T. Arwyn Watkins was born 20 June 1924 in Llansamlet, a village on the outskirts of Swansea which was at that time largely Welsh-speaking, one of the two sons of David John Watkins, mine worker, and his wife Sarah Elizabeth. He was educated at Bishop Gore grammar school in Swansea, 1935-1941, and then at Swanseaa University College where he read English, French and Welsh. He took his degree in 1943 before being drafted into the army. He returned to college in 1947 to take a diploma in education but in 1948 he was invited by Henry Lewis, the professor of Welsh, to study for an honours degree in Welsh and he gained his first-class degree the following year. As a research topic for his M.A. degree he chose to study the Welsh dialect of his native area and his dissertation laid the foundations of his deep interest in language throughout his life. He won a University of Wales Fellowship and he continued his studies at the universities of Leeds, Zurich (with Julius Pokorny) and Rennes (with FranÇois Falc'hun). In 1952 he was appointed lecturer in the expanding department of Welsh at the University College of Wales, Aberystwyth where he was responsible for introducing new and innovative degree courses in linguistics, historical linguistics and dialectology. From these courses stemmed his pioneering influential, and still valuable, comprehensive introduction to Welsh linguistics, Ieithyddiaeth, agweddau ar astudio iaith (1961). The study of language, and especially dialect studies, were transformed in Welsh colleges and schools through his undergraduate lectures and the groups of researchers that he nurtured. He was promoted to a senior lectureship and readership; he served as acting head of the Welsh department, 1969-70, and Dean of faculty, 1976-78. He spent a term as visiting professor at the Dublin Institute for Advanced Studies in 1971, as visiting professor of Welsh in University College Dublin, in 1980 and in 1981 he was elected to the chair of Welsh at University College Dublin where he remained until his retirement in 1989 and his return to Swansea. He was elected a Member of the Royal Irish Academy (MRIA) and also appointed an honorary Professor in the Welsh department at University College Swansea.

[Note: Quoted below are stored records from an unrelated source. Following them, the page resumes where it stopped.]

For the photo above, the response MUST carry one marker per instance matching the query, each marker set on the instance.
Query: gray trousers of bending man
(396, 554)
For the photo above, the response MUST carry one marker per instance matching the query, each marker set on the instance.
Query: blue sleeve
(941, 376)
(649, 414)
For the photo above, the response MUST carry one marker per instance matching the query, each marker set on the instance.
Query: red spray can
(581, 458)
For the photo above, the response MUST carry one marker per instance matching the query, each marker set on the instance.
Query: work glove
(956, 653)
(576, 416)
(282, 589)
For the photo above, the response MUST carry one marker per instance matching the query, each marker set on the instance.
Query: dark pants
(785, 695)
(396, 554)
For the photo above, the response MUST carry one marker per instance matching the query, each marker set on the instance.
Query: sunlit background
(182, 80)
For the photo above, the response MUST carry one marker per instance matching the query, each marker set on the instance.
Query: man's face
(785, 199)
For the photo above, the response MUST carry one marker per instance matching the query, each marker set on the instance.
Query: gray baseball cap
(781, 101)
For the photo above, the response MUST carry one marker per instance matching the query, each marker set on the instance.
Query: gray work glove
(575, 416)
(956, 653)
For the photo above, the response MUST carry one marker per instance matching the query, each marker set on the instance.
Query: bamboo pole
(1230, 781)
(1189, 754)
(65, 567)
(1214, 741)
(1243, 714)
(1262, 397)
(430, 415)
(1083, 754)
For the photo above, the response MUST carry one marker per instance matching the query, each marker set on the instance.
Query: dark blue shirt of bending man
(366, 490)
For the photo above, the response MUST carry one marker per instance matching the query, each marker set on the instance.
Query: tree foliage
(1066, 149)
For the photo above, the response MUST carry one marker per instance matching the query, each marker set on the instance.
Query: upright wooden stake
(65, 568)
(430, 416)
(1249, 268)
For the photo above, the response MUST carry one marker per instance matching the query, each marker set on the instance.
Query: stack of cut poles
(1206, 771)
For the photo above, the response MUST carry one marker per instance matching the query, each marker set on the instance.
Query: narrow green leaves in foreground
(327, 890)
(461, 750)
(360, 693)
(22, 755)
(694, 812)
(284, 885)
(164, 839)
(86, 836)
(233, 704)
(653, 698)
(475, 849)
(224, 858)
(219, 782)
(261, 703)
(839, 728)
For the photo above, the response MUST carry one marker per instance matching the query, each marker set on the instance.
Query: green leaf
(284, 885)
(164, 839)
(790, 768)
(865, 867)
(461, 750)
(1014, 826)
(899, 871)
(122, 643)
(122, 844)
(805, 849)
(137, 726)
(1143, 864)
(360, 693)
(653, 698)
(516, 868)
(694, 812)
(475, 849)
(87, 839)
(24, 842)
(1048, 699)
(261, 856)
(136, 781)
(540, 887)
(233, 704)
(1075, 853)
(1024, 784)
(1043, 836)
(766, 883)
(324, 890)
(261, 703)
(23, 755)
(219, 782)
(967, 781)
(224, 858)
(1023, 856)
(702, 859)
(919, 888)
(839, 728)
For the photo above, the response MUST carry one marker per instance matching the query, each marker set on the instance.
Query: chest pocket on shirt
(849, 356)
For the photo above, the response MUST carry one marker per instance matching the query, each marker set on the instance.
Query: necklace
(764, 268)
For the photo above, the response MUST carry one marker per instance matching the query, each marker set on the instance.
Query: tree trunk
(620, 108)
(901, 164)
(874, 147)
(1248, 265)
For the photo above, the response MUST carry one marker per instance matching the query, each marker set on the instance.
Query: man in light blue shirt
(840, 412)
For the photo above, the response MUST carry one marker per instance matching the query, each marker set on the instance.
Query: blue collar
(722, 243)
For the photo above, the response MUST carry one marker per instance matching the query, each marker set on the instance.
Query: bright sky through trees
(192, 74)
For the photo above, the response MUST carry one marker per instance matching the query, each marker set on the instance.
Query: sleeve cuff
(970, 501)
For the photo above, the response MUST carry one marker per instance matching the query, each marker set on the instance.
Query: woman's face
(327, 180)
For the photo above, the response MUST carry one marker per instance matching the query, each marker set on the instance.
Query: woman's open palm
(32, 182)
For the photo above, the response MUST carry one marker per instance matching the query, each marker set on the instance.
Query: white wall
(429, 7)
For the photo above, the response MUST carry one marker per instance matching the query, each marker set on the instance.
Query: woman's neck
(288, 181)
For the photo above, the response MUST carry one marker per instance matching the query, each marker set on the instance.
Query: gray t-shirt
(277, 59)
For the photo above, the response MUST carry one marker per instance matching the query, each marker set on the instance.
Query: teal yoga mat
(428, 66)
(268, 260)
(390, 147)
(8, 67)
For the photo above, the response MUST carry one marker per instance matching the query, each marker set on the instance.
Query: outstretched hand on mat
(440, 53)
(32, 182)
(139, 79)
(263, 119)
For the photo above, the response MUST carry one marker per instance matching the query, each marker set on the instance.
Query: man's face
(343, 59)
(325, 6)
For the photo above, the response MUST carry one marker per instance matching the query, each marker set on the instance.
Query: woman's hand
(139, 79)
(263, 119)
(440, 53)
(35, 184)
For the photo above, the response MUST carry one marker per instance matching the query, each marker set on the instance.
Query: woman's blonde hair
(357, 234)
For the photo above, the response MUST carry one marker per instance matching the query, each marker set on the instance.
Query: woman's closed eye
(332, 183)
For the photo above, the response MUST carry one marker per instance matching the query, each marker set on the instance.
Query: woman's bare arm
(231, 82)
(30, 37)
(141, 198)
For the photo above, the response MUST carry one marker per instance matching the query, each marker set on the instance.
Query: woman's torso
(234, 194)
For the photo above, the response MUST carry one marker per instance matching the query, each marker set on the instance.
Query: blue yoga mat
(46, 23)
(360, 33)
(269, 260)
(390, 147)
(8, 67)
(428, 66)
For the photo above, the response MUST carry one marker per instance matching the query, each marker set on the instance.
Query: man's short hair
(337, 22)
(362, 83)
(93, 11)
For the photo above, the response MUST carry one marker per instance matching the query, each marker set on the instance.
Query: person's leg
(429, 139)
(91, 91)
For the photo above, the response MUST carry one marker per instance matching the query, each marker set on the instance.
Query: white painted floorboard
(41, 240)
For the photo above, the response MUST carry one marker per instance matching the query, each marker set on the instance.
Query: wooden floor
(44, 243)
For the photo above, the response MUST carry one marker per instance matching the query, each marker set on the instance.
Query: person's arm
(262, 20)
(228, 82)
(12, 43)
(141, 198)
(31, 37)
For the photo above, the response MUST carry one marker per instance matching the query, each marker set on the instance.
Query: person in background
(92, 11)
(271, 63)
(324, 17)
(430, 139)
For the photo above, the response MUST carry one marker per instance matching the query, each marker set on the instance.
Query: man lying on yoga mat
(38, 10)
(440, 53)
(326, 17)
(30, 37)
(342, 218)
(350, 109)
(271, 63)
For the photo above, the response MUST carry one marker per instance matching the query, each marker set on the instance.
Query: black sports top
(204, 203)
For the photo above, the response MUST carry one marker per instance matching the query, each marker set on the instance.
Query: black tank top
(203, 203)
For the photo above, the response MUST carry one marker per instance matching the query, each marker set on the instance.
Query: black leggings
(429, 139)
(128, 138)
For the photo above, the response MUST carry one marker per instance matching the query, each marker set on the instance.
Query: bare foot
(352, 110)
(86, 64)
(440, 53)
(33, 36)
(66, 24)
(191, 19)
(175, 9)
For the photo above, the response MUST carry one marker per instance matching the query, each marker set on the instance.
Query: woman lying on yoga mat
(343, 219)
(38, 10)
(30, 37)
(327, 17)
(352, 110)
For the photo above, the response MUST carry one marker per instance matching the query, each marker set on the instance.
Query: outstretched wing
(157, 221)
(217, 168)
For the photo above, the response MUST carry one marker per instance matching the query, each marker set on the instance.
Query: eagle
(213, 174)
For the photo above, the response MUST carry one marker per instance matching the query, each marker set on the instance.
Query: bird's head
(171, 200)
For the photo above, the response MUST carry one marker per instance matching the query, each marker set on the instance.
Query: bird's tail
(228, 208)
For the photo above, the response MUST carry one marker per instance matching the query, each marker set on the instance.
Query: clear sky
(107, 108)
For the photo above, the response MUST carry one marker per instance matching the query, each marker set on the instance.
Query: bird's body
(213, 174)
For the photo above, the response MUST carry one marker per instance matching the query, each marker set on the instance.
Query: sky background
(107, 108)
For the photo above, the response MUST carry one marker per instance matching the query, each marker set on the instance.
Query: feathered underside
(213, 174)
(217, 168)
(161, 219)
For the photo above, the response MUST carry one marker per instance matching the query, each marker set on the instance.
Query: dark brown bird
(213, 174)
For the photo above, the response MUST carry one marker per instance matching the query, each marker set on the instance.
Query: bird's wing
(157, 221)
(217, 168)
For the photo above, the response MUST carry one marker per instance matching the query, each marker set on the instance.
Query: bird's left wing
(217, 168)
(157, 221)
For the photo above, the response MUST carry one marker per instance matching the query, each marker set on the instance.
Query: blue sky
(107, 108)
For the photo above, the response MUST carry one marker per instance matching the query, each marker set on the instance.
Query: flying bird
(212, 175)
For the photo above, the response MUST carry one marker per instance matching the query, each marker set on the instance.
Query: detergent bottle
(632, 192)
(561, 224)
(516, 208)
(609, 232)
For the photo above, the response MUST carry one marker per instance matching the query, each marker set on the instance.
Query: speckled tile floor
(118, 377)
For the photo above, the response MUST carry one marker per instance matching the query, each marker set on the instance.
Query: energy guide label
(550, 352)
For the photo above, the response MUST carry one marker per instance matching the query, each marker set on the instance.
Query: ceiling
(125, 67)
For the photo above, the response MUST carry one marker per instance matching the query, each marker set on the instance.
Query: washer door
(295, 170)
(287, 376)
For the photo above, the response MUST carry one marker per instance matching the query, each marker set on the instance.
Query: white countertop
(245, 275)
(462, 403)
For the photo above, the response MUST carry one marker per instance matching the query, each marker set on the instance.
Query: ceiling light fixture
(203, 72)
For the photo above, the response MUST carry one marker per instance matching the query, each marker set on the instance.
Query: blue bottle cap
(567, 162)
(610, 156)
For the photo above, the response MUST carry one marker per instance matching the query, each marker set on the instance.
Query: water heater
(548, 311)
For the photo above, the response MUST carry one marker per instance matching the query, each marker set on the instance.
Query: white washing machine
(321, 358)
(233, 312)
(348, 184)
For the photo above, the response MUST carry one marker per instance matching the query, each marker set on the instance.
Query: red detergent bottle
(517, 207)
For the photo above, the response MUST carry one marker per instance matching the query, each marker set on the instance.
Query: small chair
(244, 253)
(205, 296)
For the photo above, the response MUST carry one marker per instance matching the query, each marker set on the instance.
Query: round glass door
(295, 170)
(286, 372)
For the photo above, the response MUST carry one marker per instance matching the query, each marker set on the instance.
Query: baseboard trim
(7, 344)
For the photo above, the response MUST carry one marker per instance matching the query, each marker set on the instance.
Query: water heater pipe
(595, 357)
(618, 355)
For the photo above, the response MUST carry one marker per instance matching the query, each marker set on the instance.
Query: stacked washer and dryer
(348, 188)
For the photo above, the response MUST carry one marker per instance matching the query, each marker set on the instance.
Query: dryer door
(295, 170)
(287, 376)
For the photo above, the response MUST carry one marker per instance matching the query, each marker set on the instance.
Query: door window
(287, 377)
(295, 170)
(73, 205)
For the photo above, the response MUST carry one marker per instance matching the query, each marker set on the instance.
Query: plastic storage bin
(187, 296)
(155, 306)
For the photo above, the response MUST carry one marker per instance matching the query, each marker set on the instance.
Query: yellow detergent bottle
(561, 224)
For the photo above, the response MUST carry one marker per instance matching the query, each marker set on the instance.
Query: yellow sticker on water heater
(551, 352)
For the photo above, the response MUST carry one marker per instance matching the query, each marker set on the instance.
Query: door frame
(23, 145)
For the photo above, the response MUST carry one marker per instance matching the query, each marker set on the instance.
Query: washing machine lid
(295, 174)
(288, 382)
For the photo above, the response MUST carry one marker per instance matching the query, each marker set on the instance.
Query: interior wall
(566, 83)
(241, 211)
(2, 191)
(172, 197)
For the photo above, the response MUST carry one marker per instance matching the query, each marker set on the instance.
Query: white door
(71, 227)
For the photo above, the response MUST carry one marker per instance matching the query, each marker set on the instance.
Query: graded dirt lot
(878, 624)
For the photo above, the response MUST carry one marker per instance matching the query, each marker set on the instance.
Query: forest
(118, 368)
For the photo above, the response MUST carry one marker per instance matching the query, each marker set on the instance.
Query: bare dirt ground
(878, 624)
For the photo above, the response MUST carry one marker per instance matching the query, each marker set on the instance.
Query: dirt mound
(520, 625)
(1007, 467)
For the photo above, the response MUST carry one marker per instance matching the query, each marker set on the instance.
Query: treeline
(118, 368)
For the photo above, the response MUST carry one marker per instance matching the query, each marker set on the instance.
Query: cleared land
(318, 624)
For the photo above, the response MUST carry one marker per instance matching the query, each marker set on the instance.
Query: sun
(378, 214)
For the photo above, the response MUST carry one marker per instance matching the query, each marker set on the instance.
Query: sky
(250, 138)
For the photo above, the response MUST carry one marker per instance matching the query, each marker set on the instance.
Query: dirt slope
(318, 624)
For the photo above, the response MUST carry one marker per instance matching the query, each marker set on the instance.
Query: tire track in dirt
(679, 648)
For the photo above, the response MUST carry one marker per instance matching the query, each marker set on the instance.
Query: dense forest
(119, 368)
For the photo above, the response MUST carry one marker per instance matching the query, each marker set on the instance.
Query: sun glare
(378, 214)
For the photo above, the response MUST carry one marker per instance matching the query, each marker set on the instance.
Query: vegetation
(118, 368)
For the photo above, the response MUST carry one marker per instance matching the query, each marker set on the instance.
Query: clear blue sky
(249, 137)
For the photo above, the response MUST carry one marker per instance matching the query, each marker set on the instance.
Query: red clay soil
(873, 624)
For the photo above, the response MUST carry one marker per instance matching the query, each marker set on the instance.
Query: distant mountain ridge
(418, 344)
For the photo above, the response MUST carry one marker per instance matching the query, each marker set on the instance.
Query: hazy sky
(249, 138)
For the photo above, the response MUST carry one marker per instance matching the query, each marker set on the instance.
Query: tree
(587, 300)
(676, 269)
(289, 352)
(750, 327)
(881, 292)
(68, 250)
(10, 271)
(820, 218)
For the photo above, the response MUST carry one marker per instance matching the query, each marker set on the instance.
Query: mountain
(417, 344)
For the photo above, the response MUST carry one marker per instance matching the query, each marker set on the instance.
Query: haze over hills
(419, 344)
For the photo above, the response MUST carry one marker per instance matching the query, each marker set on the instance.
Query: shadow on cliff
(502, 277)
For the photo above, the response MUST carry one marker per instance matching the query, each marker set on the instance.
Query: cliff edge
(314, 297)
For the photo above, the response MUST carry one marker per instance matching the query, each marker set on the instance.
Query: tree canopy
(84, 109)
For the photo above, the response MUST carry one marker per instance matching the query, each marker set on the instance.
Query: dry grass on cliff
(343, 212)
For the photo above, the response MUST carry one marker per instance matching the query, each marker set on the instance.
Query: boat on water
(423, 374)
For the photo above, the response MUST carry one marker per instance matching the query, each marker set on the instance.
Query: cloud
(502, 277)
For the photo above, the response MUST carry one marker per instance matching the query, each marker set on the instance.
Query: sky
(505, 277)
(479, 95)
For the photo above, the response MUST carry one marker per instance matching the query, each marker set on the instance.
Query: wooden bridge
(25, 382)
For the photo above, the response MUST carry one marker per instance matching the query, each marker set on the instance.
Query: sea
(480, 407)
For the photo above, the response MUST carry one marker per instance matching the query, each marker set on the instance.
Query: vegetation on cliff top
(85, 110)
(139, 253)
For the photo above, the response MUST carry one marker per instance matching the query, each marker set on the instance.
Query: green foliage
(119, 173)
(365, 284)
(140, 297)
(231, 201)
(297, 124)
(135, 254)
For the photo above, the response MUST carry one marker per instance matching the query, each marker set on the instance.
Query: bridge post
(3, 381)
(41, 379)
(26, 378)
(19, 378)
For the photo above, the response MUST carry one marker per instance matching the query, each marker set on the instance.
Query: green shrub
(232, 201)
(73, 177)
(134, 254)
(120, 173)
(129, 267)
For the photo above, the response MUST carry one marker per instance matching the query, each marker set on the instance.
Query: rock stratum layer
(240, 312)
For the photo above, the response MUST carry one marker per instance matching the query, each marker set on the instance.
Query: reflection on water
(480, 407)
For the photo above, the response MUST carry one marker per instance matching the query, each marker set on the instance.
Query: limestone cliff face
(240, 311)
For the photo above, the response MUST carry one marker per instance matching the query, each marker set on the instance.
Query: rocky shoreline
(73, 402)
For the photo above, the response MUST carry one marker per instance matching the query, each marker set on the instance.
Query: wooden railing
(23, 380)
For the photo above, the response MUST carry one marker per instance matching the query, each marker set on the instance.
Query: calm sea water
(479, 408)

Watkins's main interests were in phonology, dialectology, syntax and the historical orthography of Welsh, a field where he published a series of important articles which challenged and revised many long established ideas. He later turned to syntactical issues, e.g. constituent order in the Welsh sentence, and language interference in bilingual situations. Watkins was one of a rare breed of linguistics scholars who was equally at home in studies of Old and Middle Welsh and of modern linguistics. He was a gifted teacher able to elucidate language complexities, orally and in writing, to a variety of audiences. He succeeded in sharing with his students his own enthusiasm for his subject with the result that his views and ideas were given wide circulation by his students and especially his researchers. He was very aware of the standards of contemporary Welsh and of the effects both of bilingualism and of social and political factors on language change and attitudes, areas which he examined not only in his own community but also, as an examiner, in the schools. His linguistic training and his honesty of mind would not allow him to ignore what he observed and some of his comments on the future of the language and on language policies were at times controversial. Arwyn Watkins had a warm and open personality and this did much to temper the reception of some of his strong political and social views.
Arwyn Watkins married Awel Gwalia Davies in 1955 and they had two sons and a daughter. He died in Swansea 4 August 2003 and was cremated in Margam Crematorium.